Boys and their toys

by Gene on Jan. 07th, 2008

The British government is encouraging schools to allow young boys to play with toy guns. Their studies have shown that such play helps boys’ development, by allowing them to experiment with risk-taking behavior in a safe environment. This in turn helps their intellectual development.

Your Comments, Thoughts, Questions, Ideas

Ben's picture
Ben says:

Great, Lets teach kids that guns are toys...

How about we teach them what a gun is, how to handle it safely, effects of a gunshot wound, and what the responsibilities of owning a firearm include. This way the kids could safely assume risk and the excitement of operating a firearm without the poor training of pointing the guns at each other and pretending to kill other kids with the guns. I was taught at an early age how to safely handle firearms and learned that they are not toys. I think even at an early age if you take away the child’s curiosity and replace it with knowledge; you can help prevent accidents.
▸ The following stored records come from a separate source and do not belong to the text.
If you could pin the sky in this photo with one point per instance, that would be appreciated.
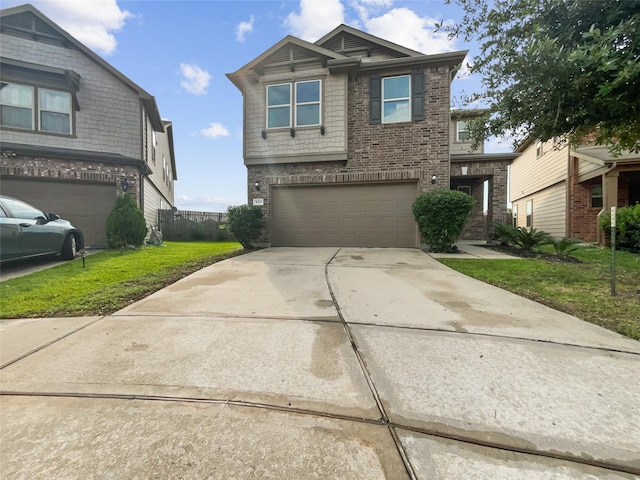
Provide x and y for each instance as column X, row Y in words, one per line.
column 180, row 50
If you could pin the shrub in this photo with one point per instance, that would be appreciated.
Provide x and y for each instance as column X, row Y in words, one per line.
column 441, row 216
column 504, row 234
column 125, row 224
column 564, row 246
column 628, row 221
column 627, row 229
column 245, row 224
column 527, row 240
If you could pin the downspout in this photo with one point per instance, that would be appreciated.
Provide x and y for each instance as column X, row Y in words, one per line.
column 571, row 172
column 605, row 207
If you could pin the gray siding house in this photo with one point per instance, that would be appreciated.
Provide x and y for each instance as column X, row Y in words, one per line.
column 341, row 136
column 74, row 131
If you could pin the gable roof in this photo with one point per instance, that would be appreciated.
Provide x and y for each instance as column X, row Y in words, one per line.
column 288, row 45
column 347, row 31
column 333, row 50
column 29, row 22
posted on Tue, 01/08/2008 - 7:15am
Gene's picture
Gene says:

Indeed. Of course, toy guns are toys, by definition. And playing with them can be the first step toward the sensible solution you propose.

(Children will make-believe all sorts of things. Many like to pretend they are pilots or firemen or race car drivers -- not exactly safe activities for a child, either.)

The report was trying to counteract the widespread notion that aggressive play should be repressed. Actual aggression -- sure. But play aggression helps children learn how to deal with real emotions. Repress that play, and the emotions, and the behavior associated with it, won't develop properly.

posted on Tue, 01/08/2008 - 3:43pm
Anonymous's picture
Anonymous says:


I understand what you are trying to say. Unfortunately on this topic I think there is a much better way to have them learn about guns and the emotions they can cause.
For playing a game of cops and robbers you don’t need the look-a-like toy gun to pretend that you are shooting someone; grab a stick and point, you now have your gun. Another problem with toy guns is that the police like to shoot kids that are out playing with them. Once again, if it looks like a gun, it needs to be treated like a real gun; because you might not be the only one who needs to know if it is a toy or not.
The closest thing I can come up with that is like a toy gun is a BB gun or pellet gun. Those are still capable of causing great bodily harm so they need to be treated with respect. 'I' would still allow my child after proper education and level out to shoot cans or targets for fun. Shoot a squirrel and you get to feel the emotion of killing, you get to know that the living thing you just killed will never come back, it is not a game, gun violence has a level of finality to it, and you can not go back once you pull the trigger. I think that is a much better lesson on the true ability and nature of gun violence.


posted on Wed, 01/09/2008 - 7:24am
margarita's picture
margarita says:

well personayl i ahte guns i dont think kids for sure shouldnt be able to play with gus excpecialy not in school

posted on Wed, 10/15/2008 - 10:22am
carol's picture
carol says:

I agree with you on that especially now a days innoceint people are getting shot for know reason.